Methamphetamine is a stimulant that can be taken as a recreational drug, either by injections or smoking. It is classified as a Class A drug in the UK and its recreational use is criminalised in many countries throughout the world.
This includes New Zealand, where the study notes that many concerns have been raised over the presence of methamphetamine contamination in households. One barrier for law enforcement in tackling methamphetamine is a difficulty in detecting low concentrations of methamphetamine residues on surfaces, stymieing any forensic investigation.
A new paper, published in Forensic Science International, aims to address this issue by analysing the contamination levels on household surfaces resulting from smoked methamphetamine. Former MSc Forensic Science student Salomé Nicolle played a key role in the experiments as part of the course.
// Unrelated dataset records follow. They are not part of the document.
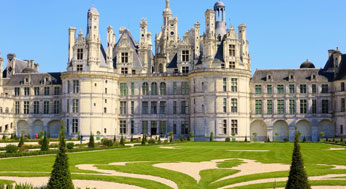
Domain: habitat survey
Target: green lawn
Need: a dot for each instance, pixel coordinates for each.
(313, 154)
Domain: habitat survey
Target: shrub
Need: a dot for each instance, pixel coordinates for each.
(11, 149)
(70, 145)
(45, 143)
(151, 141)
(107, 142)
(297, 177)
(91, 143)
(122, 141)
(61, 176)
(21, 142)
(211, 138)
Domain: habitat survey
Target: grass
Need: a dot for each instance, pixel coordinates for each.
(313, 154)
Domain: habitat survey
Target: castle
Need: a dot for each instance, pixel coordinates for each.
(201, 83)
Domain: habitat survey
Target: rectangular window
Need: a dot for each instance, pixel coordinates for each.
(56, 107)
(234, 105)
(184, 88)
(292, 91)
(234, 85)
(258, 89)
(145, 107)
(224, 84)
(37, 91)
(79, 54)
(26, 107)
(342, 109)
(36, 107)
(123, 108)
(234, 127)
(123, 89)
(292, 107)
(132, 107)
(303, 106)
(324, 88)
(281, 107)
(79, 67)
(74, 126)
(175, 88)
(132, 88)
(258, 106)
(75, 105)
(224, 127)
(163, 127)
(132, 127)
(185, 55)
(124, 57)
(122, 127)
(174, 127)
(46, 107)
(314, 106)
(145, 127)
(325, 106)
(162, 107)
(184, 107)
(269, 107)
(26, 91)
(46, 91)
(17, 107)
(232, 65)
(269, 89)
(280, 89)
(17, 91)
(314, 88)
(303, 89)
(175, 107)
(153, 107)
(56, 90)
(231, 50)
(75, 86)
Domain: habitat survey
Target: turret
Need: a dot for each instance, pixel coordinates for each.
(197, 39)
(110, 44)
(71, 42)
(210, 22)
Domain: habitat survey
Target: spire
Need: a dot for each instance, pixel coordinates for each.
(167, 4)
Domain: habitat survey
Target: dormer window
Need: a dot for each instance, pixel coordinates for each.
(79, 54)
(124, 57)
(185, 56)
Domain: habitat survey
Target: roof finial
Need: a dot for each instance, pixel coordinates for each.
(167, 4)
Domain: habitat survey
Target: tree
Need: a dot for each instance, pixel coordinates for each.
(61, 176)
(91, 143)
(211, 138)
(45, 143)
(297, 177)
(21, 142)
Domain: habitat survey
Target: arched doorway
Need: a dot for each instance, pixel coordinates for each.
(260, 129)
(327, 127)
(304, 127)
(23, 128)
(281, 130)
(37, 127)
(54, 128)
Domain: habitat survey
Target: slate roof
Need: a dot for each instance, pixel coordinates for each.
(36, 78)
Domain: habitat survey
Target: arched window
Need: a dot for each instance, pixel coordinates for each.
(160, 68)
(154, 88)
(145, 88)
(162, 88)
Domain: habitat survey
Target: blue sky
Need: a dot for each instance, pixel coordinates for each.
(282, 33)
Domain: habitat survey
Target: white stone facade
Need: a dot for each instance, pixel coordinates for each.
(201, 83)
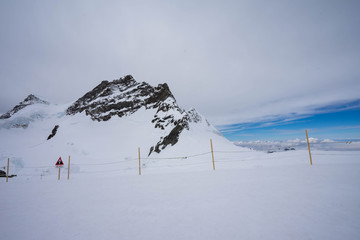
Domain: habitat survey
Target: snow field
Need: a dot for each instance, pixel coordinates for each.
(253, 196)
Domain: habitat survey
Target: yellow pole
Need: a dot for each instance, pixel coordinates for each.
(212, 153)
(307, 137)
(69, 168)
(7, 171)
(139, 163)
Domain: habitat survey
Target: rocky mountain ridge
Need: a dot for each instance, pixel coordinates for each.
(121, 98)
(29, 100)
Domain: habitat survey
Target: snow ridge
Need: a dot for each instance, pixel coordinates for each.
(29, 100)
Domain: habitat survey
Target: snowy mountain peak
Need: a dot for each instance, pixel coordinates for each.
(122, 97)
(29, 100)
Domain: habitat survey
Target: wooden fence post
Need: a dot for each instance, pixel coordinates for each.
(212, 154)
(7, 171)
(307, 138)
(69, 168)
(139, 163)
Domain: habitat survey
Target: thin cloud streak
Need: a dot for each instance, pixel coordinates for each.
(234, 61)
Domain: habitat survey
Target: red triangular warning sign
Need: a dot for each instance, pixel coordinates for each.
(59, 162)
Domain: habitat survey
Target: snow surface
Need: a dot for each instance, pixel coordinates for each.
(251, 195)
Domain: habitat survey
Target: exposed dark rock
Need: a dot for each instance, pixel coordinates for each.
(125, 96)
(29, 100)
(53, 132)
(3, 174)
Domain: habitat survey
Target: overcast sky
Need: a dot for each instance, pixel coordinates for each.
(234, 61)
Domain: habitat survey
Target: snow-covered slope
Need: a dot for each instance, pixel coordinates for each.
(109, 123)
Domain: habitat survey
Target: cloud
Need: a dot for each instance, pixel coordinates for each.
(234, 61)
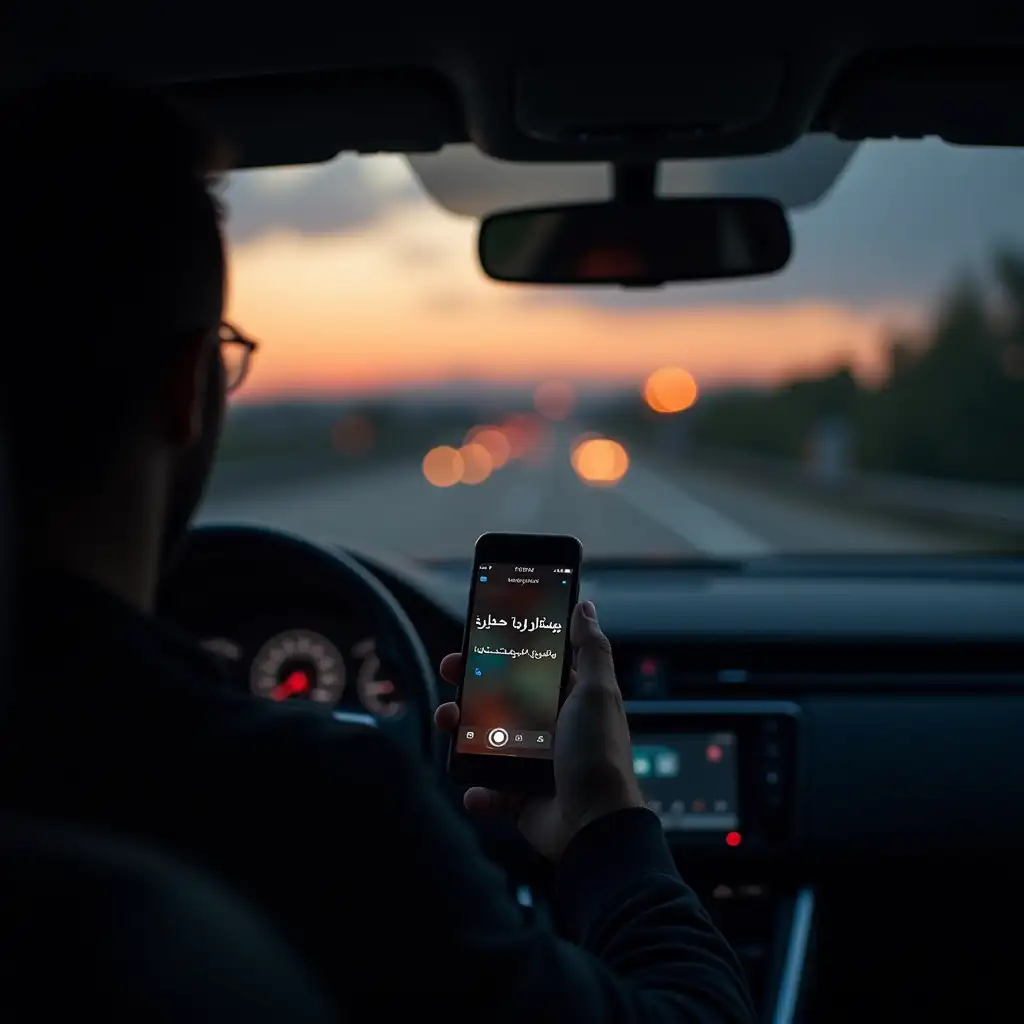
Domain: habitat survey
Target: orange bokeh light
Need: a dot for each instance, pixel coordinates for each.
(600, 462)
(443, 466)
(554, 399)
(670, 389)
(476, 463)
(494, 439)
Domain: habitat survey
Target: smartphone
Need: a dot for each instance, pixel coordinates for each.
(517, 657)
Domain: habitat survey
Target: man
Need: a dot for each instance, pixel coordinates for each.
(116, 299)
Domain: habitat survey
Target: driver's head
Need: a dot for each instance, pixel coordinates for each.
(114, 300)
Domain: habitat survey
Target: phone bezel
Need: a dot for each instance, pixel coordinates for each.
(510, 773)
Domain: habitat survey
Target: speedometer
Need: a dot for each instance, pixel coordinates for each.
(299, 665)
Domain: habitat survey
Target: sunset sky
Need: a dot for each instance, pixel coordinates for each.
(353, 279)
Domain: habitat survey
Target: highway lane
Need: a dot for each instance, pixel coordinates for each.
(658, 509)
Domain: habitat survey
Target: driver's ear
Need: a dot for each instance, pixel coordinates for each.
(184, 390)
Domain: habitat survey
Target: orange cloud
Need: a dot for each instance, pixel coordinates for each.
(355, 313)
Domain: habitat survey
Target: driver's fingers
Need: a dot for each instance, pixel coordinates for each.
(452, 669)
(446, 717)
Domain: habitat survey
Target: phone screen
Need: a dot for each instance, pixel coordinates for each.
(518, 643)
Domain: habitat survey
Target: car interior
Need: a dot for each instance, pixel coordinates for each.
(861, 849)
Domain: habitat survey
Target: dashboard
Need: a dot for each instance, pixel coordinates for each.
(335, 665)
(833, 750)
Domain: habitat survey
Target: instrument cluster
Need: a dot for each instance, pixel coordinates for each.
(302, 664)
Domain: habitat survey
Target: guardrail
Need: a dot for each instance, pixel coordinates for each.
(982, 508)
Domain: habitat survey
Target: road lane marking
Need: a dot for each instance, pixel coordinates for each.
(699, 525)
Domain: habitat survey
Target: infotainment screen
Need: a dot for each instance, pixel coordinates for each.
(689, 779)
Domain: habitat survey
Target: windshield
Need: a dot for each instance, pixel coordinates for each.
(869, 398)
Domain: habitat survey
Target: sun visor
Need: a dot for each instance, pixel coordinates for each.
(466, 182)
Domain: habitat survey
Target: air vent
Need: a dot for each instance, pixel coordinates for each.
(660, 671)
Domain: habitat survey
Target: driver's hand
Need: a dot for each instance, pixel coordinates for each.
(593, 755)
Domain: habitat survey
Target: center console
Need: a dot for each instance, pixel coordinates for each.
(723, 777)
(719, 773)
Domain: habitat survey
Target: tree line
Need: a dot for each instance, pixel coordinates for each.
(950, 403)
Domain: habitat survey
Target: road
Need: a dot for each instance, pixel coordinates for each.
(656, 510)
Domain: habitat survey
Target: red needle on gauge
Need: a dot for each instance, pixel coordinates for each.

Working in New Zealand with colleagues at the ESR, Salomé conducted smoking simulations on different household surfaces including acrylic, metal, plaster, tile, and wood surfaces.
Results found that acrylic surfaces retained the most methamphetamine, while tile surfaces retained the least. Through these results, the authors were able to demonstrate that methamphetamine retention was dependent on the material of the surfaces. The data also showed a correlation between the amount of methamphetamine smoked and the residue detected.
Combining an understanding of surface retention of methamphetamine residue and its correlation with smoking could provide a more accurate basis for identifying and calculating how much methamphetamine was smoked from surface residue.
Forensic analysis techniques employed in the study were able to detect residues in a wide range, with the minimum contamination detection level almost four times lower than in previous studies. This indicates that less smokes are needed to identify methamphetamine consumption in a room based on the residue left behind.
In addition to methamphetamine detection, the authors were able to detect the volume of amphetamine – a by-product from smoking. Though the correlation weakens at lower concentrations, Salomé hopes this could be the basis of future research analysing amphetamine residues as a method for detecting both methamphetamine consumption and production.
With her impressive research and valuable experience gained during her MSc in Forensic Science, Salomé has since begun her forensics career in a related field for the Metropolitan Police, which she describes as her dream job.
The structure of the Forensics Course allowed us to gain valuable experience both in leading and managing a small team and working independently, whilst putting into practice the knowledge we were taught. Having experienced both the theoretical education and practical lab work, I believe my studies at King's established a strong foundation for starting off into the forensics world.
Salomé Nicolle, MSc Forensic Science alumnus